Júlia Pero. Interview with the author of Smell of an Ant

Júlia Peró gives us this interview

Photography: courtesy of the author

Júlia Pero She was born in Barcelona and is a multidisciplinary writer and artist. She had already published poetry, but Ant smell It is his first novel, which is getting a great echo among critics and readers for approaching a topic that is rarely discussed and that breaks the taboos about old age, loneliness and desire.

In this interview He tells us about her and many other topics. I am very grateful for her time and kindness dedicated to assisting me.

Júlia Pero

He has participated in different poetry anthologies and began publishing a first collection of poems titled Anatomy of a bathtub (Planeta, 2020) and the book of conversations This message was deleted (Planeta, 2021), which adapts its digital project @este.mensaje.fue.eliminado to physical format. Run the book club crisp books and currently works at his second collection of poems, in a collection of conceptual art and in a new novel.

Júlia Peró — Interview

  • CURRENT LITERATURE: Your last published novel is titled Ant smell. What do you tell us in it and why will it be interesting? 

JÚLIA PERÓ: In Ant smell I explore my fear of getting old through the story of Olvido, an old woman who spends her last days of life alone and locked up at home while she remembers her childhood or her most recent past, when a girl came to take care of her apartment and her. 

It is a violent and tender story At the same time, it aims to lead the reader to feel very contrasting emotions and explore her own fear of old age.

  • AL: Can you remember any of your first readings? And the first thing you wrote?

JP: I'm not very sure what the first thing I read was, but I do know that reading was not interesting to me until I was a teenager. Maybe, due to lack of references, my first readings had an aftertaste of Paulo Coelho o THE JAMES (author of the famous saga Fifty Shades of Grey), authors who Now I wouldn't recommend anyone who wanted to get started in literature.

The first thing I wrote, on the contrary, I do remember clearly and vividly: I developed a great love for counting. fantastic stories about mermaids or ogres that then dissipated to make way for my first real debut: Fliss's somni. A novel written in Catalan, Infant and full of spelling mistakes, about a girl who narrated an entire day in her life and who discovered, when she woke up again, that it had all been a dream. Writing that little book, perhaps, was the push I needed to write everything that came after. It's funny because I started writing before reading.

Writers and customs

  • AL: A leading author? You can choose more than one and from all periods. 

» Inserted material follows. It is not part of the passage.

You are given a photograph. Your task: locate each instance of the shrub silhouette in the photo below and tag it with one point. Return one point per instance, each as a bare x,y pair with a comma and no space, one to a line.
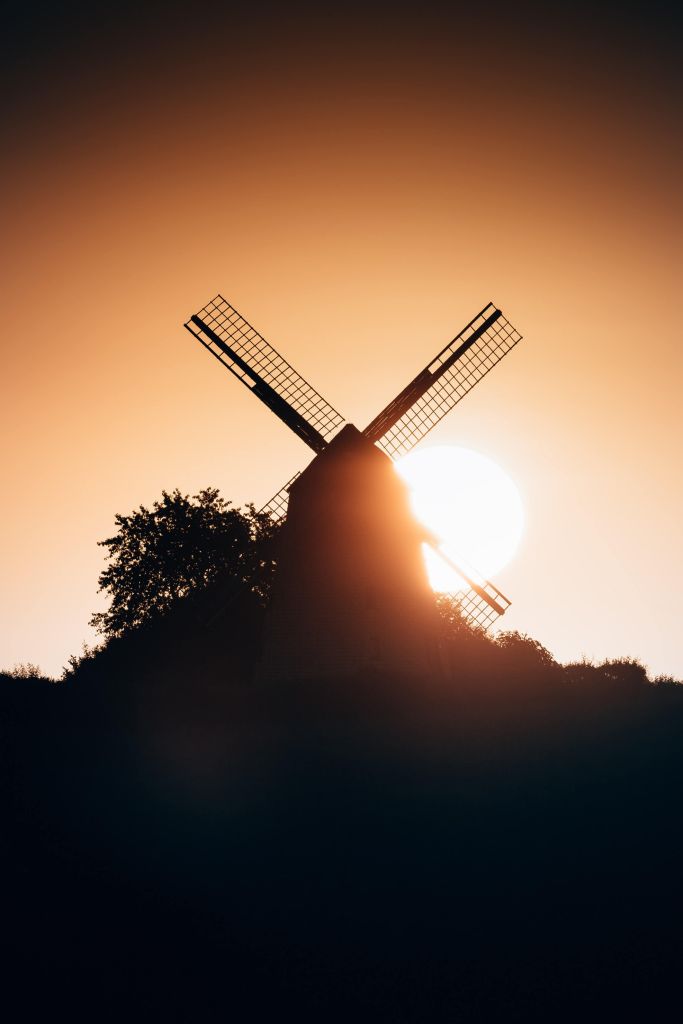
503,845
180,547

JP: Irene Solá, Alessandro Baricco, Sarah Table, Delphine de Vigan, Alejandro Zambra, Ottessa Moshfegh or annie ernaux, For example.

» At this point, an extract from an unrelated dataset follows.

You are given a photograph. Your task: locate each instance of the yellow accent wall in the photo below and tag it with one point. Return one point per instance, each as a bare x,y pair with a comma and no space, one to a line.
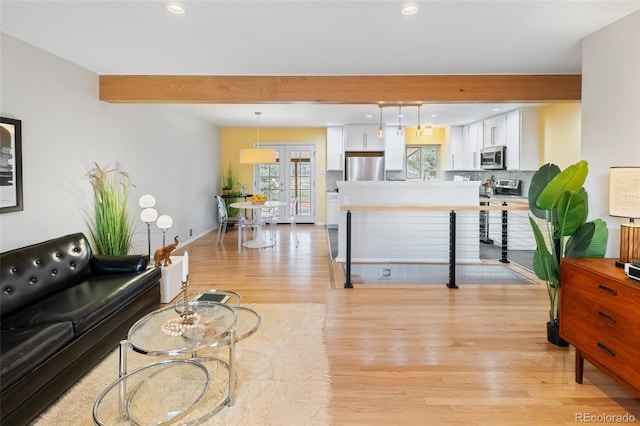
560,133
438,138
233,139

  • AL: What character would you have liked to meet and create? 

JP: Amélie Nothomb, the writer, it has always seemed to me that in his books – both autobiographical and fiction – he has created a very interesting character from his personality.

  • AL: Any special habits or habits when it comes to writing or reading? 

JP: I like it. write silently –or with some sound of nature that does not incorporate human speech–, alone and locked in a room. If it is for the morning, better, because I feel like I have more energy to face the words.

Reading costs me less, so I don't mind doing it surrounded by people, with music in the background or at any time of the day.

Both actions, yes, are accompanied by a cup of black tea with oat milk.

  • AL: And your preferred place and time to do it? 

JP: I write, as I have mentioned, locked in a room – it is usually in my little studio– and in the mornings, if time allows.

But I prefer read in cafes and in the afternoon. Feeling accompanied, if possible, by other people who are also reading.

  • AL: What other genres do you like? 

JP: I feel attracted to independent style literature. And the more original or rare, the better. I also like all that dark writing, where a female character is not as socially she should be.

Current outlook

  • AL: What are you reading now? And writing?

JP: I'm reading Dad loves us, by Leticia G. Domínguez, and about to begin Paradais, by Fernanda Melchor. 

As for writing, I'm working on a commissioned story, also in me second collection of poems and already writing down the first ideas of what will be my second novel.

  • AL: How do you think the publishing scene is?

JP: Hard to get into and, then, to live off of it. Driven by redundant ideas and economic interests. But I remain hopeful. 

  • AL: How are you handling the current moment we live in? 

JP: a bit the same than with the publishing scene.